Scott Stuber, who brought Oscar-winning filmmakers like Martin Scorsese, Spike Lee, Jane Campion and Alfonso Cuaron to Netflix and in doing so helped bring the entertainment industry into the streaming age, is leaving as the service’s president of movies, according to the company. Said Monday.
News of Mr. Stuber’s departure came on the eve of the Oscar nominations. During his tenure, which began in 2017, Netflix has had eight films nominated for Best Picture, though victory in that category has proven elusive.
“Scott has helped lead a new paradigm of creating, distributing and watching movies,” Netflix co-chief executive Ted Sarandos said in a statement. “He attracted incredible creative talent to Netflix, helping us become a premiere film studio.”
While Mr. Stuber’s films helped grow Netflix’s business substantially, he often clashed with Mr. Sarandos over strategy. Mr. Stuber often tried to appease the filmmakers by insisting on a wider theatrical release than Mr. Sarandos desired.
Still, Netflix received the most Oscar nominations of any studio in 2020, 2021, and 2022. In addition to such critical hits as Mr. Scorsese’s “The Irishman,” Ms. Campion’s “The Power of the Dog” and Mr. Cuaron’s “Roma.” Mr.
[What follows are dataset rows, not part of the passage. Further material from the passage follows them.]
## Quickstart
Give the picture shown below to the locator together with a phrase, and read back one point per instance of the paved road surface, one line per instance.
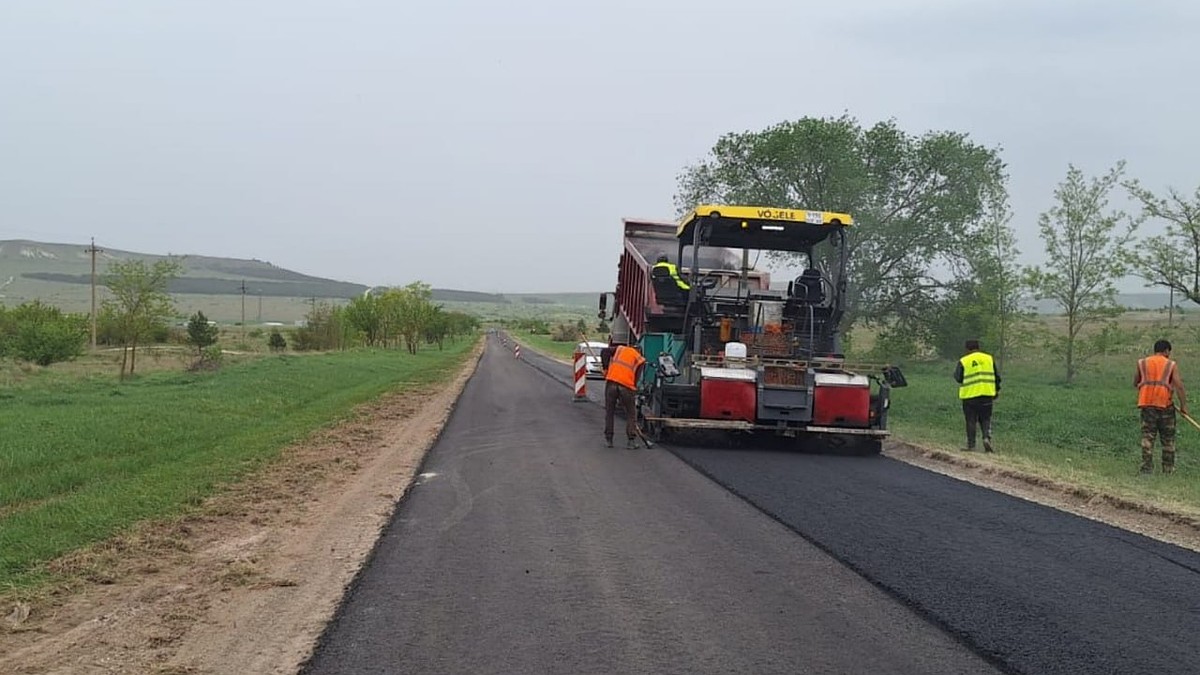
(1033, 589)
(527, 547)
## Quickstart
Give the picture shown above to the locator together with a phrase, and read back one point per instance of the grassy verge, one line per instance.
(545, 345)
(83, 459)
(1086, 434)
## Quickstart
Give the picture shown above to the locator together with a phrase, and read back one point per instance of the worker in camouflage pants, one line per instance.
(1157, 422)
(1158, 383)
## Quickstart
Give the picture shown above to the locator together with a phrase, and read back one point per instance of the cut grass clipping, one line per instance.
(82, 460)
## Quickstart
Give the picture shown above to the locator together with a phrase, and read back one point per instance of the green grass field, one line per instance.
(85, 458)
(1084, 434)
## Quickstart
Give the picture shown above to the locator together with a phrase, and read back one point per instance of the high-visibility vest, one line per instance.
(978, 376)
(675, 274)
(1155, 387)
(623, 366)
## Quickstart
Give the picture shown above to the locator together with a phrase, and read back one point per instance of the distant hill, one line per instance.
(71, 264)
(60, 274)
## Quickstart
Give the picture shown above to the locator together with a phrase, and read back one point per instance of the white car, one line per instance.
(592, 356)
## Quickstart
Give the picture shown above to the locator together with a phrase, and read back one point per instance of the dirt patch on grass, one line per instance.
(247, 583)
(1176, 527)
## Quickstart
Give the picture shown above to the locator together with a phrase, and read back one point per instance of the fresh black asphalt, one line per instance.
(529, 548)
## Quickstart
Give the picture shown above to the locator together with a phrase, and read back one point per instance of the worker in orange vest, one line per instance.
(621, 386)
(1158, 381)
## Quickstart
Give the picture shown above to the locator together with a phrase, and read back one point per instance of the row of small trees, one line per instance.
(933, 252)
(141, 310)
(395, 317)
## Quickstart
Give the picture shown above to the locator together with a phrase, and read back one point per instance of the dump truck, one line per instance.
(731, 351)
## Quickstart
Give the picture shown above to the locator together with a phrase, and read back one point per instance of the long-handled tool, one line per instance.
(642, 435)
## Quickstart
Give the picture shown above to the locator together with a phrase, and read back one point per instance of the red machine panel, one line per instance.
(841, 400)
(727, 394)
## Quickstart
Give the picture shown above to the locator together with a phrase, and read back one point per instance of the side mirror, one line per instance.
(893, 376)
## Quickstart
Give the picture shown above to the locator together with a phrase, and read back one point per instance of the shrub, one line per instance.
(41, 334)
(276, 342)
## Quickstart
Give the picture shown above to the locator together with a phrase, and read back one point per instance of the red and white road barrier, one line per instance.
(581, 376)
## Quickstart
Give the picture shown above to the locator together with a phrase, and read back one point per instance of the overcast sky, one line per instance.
(497, 145)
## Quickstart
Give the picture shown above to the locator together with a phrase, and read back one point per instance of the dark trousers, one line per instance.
(615, 394)
(977, 411)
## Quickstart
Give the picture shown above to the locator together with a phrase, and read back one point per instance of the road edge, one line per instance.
(1135, 515)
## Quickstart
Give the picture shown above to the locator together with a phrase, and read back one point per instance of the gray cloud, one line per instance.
(498, 145)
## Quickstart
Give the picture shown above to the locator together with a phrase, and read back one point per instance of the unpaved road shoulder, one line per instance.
(247, 584)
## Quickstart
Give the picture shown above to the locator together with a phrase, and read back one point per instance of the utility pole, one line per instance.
(1170, 309)
(243, 310)
(93, 250)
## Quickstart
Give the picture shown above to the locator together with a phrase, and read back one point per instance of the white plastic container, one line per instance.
(735, 351)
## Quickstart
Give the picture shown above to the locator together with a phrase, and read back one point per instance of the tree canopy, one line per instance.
(918, 202)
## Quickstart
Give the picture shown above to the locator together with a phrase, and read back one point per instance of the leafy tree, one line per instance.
(365, 314)
(325, 328)
(984, 298)
(1085, 246)
(1173, 258)
(414, 309)
(201, 333)
(141, 302)
(913, 199)
(437, 327)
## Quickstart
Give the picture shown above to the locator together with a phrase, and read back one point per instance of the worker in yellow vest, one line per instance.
(978, 387)
(1158, 382)
(621, 387)
(665, 263)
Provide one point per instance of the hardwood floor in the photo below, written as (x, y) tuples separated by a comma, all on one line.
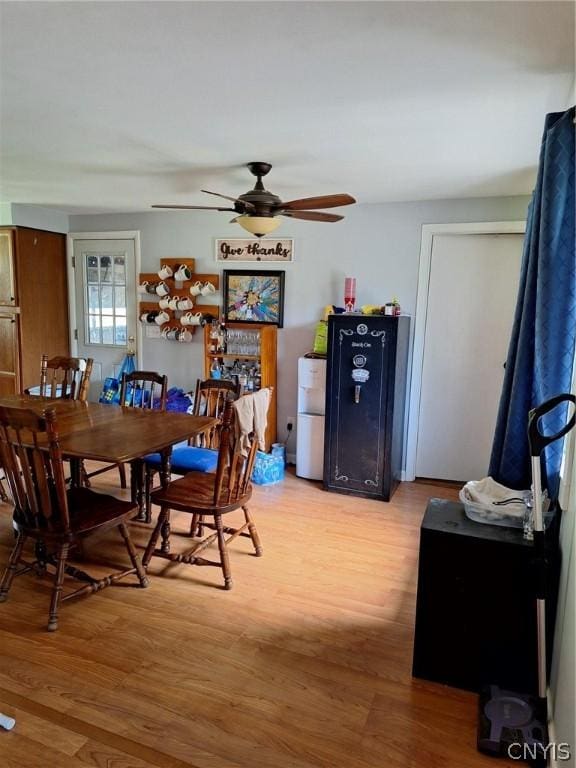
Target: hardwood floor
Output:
[(304, 664)]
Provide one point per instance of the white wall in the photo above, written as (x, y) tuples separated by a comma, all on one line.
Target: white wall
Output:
[(34, 216), (378, 244), (563, 678)]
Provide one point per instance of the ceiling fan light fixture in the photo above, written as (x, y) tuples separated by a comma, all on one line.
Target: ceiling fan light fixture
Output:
[(258, 225)]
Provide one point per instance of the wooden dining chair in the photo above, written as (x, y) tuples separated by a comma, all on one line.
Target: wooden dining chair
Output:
[(201, 454), (212, 496), (55, 518), (65, 377), (138, 389)]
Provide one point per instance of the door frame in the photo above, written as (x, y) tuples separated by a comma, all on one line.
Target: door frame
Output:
[(429, 231), (133, 235)]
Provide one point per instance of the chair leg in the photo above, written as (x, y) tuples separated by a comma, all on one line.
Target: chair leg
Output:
[(224, 559), (165, 531), (196, 526), (148, 479), (3, 495), (57, 591), (151, 546), (10, 571), (134, 558), (253, 532), (84, 479)]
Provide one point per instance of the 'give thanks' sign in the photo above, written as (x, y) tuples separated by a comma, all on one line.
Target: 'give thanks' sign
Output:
[(265, 249)]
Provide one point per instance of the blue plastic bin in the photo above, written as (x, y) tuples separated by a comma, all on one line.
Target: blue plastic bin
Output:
[(268, 469)]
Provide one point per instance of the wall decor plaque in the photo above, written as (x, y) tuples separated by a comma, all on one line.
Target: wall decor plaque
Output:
[(250, 249)]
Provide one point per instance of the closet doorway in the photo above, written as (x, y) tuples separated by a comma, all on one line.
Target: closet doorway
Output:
[(468, 285)]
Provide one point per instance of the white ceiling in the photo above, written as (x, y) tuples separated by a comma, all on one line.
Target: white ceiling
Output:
[(111, 106)]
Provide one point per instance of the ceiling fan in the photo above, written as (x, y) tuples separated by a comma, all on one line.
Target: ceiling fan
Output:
[(258, 209)]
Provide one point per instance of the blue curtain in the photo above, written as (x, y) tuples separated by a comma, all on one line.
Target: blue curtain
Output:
[(541, 352)]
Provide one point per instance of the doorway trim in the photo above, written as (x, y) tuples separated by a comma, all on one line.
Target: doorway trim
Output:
[(133, 235), (429, 231)]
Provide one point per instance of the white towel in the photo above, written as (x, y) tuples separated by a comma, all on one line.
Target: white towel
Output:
[(487, 491), (252, 416)]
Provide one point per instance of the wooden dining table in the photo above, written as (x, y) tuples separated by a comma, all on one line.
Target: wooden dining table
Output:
[(114, 433)]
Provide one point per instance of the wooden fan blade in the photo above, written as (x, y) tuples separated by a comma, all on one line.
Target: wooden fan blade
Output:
[(193, 207), (312, 215), (324, 201), (245, 203)]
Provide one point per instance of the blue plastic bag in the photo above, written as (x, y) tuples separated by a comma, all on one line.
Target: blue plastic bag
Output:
[(111, 389)]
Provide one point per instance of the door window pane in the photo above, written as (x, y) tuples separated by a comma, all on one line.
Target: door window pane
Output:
[(93, 299), (105, 298), (119, 270), (120, 301), (94, 329)]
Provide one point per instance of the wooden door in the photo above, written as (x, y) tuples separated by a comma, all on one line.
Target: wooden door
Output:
[(106, 311), (7, 276), (471, 299), (43, 300), (9, 367)]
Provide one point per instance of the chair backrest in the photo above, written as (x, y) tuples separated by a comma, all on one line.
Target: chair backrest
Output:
[(209, 400), (66, 377), (141, 389), (32, 461), (234, 466)]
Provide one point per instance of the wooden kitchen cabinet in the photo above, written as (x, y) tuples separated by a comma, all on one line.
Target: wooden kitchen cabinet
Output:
[(33, 304)]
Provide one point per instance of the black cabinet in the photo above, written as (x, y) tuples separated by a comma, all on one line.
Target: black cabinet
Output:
[(476, 611), (365, 396)]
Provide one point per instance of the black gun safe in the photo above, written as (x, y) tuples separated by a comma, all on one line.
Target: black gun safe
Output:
[(365, 397)]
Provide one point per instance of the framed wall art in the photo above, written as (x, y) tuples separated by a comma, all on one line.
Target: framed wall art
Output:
[(254, 296)]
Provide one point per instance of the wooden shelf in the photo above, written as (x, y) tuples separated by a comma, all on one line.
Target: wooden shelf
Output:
[(267, 359)]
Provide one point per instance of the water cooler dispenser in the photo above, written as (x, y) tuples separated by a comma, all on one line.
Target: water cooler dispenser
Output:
[(310, 423)]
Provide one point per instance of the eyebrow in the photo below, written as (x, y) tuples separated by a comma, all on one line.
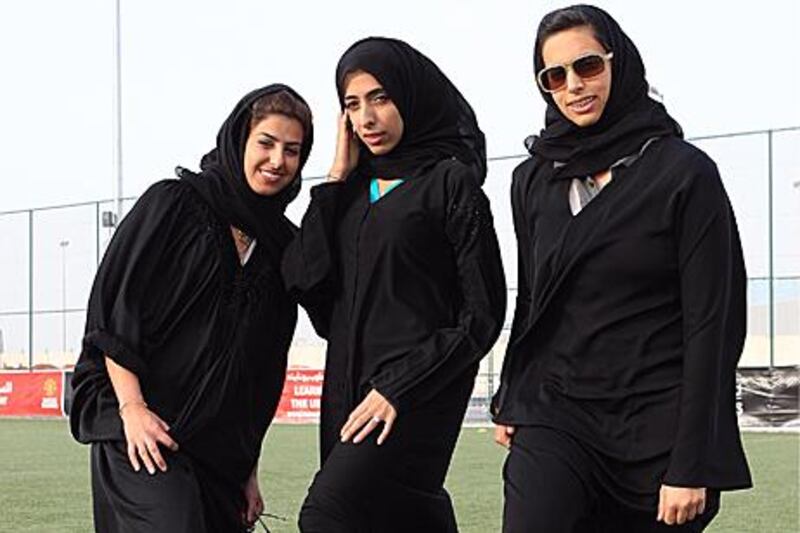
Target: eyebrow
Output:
[(370, 94), (275, 139)]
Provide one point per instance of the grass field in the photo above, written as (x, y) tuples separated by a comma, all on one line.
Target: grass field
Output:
[(44, 480)]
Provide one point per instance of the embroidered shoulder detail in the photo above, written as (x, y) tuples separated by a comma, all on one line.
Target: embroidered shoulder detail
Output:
[(468, 218)]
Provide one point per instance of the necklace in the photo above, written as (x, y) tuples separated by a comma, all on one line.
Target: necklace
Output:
[(242, 238)]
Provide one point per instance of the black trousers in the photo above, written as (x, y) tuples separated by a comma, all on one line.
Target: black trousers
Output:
[(395, 487), (550, 487), (185, 498)]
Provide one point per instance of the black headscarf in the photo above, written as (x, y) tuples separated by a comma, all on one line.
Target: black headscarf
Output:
[(438, 121), (629, 119), (223, 185)]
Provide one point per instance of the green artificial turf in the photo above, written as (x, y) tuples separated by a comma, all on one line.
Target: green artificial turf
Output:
[(44, 480)]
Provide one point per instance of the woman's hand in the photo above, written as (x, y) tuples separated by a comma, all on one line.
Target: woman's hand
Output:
[(254, 503), (144, 431), (346, 157), (677, 505), (503, 435), (367, 416)]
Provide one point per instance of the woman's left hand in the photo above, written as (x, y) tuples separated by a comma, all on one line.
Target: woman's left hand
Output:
[(370, 413), (677, 505), (254, 503)]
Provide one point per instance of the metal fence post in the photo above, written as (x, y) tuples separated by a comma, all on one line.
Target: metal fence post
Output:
[(30, 289), (770, 258)]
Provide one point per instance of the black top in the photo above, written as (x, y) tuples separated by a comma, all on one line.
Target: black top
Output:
[(630, 320), (206, 337), (409, 290)]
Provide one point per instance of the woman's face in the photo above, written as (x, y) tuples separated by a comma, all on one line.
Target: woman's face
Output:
[(373, 115), (580, 100), (272, 154)]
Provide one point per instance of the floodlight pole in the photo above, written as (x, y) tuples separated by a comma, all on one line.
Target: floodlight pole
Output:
[(117, 157)]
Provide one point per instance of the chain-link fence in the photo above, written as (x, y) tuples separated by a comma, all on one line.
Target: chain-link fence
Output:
[(49, 255)]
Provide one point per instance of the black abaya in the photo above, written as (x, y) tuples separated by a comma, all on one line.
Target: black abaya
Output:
[(206, 336), (416, 296), (630, 315)]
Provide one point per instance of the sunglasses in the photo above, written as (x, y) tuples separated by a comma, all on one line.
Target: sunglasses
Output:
[(551, 79)]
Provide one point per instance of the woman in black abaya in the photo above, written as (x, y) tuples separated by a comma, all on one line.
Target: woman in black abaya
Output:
[(188, 330), (618, 387), (398, 264)]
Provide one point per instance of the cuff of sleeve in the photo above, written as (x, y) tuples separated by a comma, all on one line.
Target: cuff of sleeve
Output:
[(116, 350), (387, 393), (685, 470)]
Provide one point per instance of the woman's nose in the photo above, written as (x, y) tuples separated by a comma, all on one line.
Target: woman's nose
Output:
[(276, 157), (574, 82)]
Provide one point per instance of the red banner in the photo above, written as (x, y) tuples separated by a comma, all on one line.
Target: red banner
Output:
[(300, 399), (31, 393)]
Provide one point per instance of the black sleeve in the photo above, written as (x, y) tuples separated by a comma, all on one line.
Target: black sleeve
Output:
[(706, 261), (523, 300), (443, 357), (129, 290), (309, 262)]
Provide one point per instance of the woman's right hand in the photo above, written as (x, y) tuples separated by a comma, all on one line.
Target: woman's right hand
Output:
[(346, 157), (144, 431), (503, 435)]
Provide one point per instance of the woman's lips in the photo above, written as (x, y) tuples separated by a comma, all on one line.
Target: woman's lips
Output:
[(373, 139), (583, 105), (270, 176)]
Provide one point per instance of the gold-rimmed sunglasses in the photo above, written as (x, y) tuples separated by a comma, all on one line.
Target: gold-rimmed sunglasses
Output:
[(552, 79)]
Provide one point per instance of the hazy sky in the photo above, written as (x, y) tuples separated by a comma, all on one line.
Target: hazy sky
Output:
[(721, 66)]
Stuber’s tenure produced such popular hits as “Red Notice,” “Bird Box” and “Glass Onion: A Knives Out Mystery.”
He bet big on filmmakers he wanted to lure to the studio, spending $450 million to acquire two “Knives Out” sequels from Rian Johnson and $160 million for Zack Snyder’s latest release, “Rebel Moon.” Spent more. Greta Gerwig, who directed and co-wrote the blockbuster “Barbie,” is also working with Netflix on a two-film adaptation based on the “Chronicles of Narnia” book series.
“Maestro,” a biopic of composer Leonard Bernstein written, directed and starring Bradley Cooper, is one of the Netflix movies that is expected to get multiple Oscar nominations this year. (Netflix will also announce its fourth-quarter earnings on Tuesday.)
Netflix was sometimes criticized for prioritizing quantity over quality in its film strategy, which Mr. Stuber acknowledged.
“I think one of the fair criticisms is that we make too much and not make enough is also great,” he said in an interview in 2021. ,
In a statement on Monday, Mr. Stuber thanked Mr. Sarandos and Reed Hastings, Netflix’s co-founder and executive chairman, for “the amazing opportunity to join Netflix and create a new home for original films.”
“I’m proud of what we accomplished,” he said, “and I’m deeply grateful to all the filmmakers and talent who trusted us to help tell their stories.”
Mr. Stuber is set to leave in March and start his own media company. Bella Bajaria, Netflix’s chief content officer, will take over from Mr. Stuber upon his departure. Last year, she essentially became Mr. Stuber’s boss, creating a layer of management between him and Mr. Sarandos.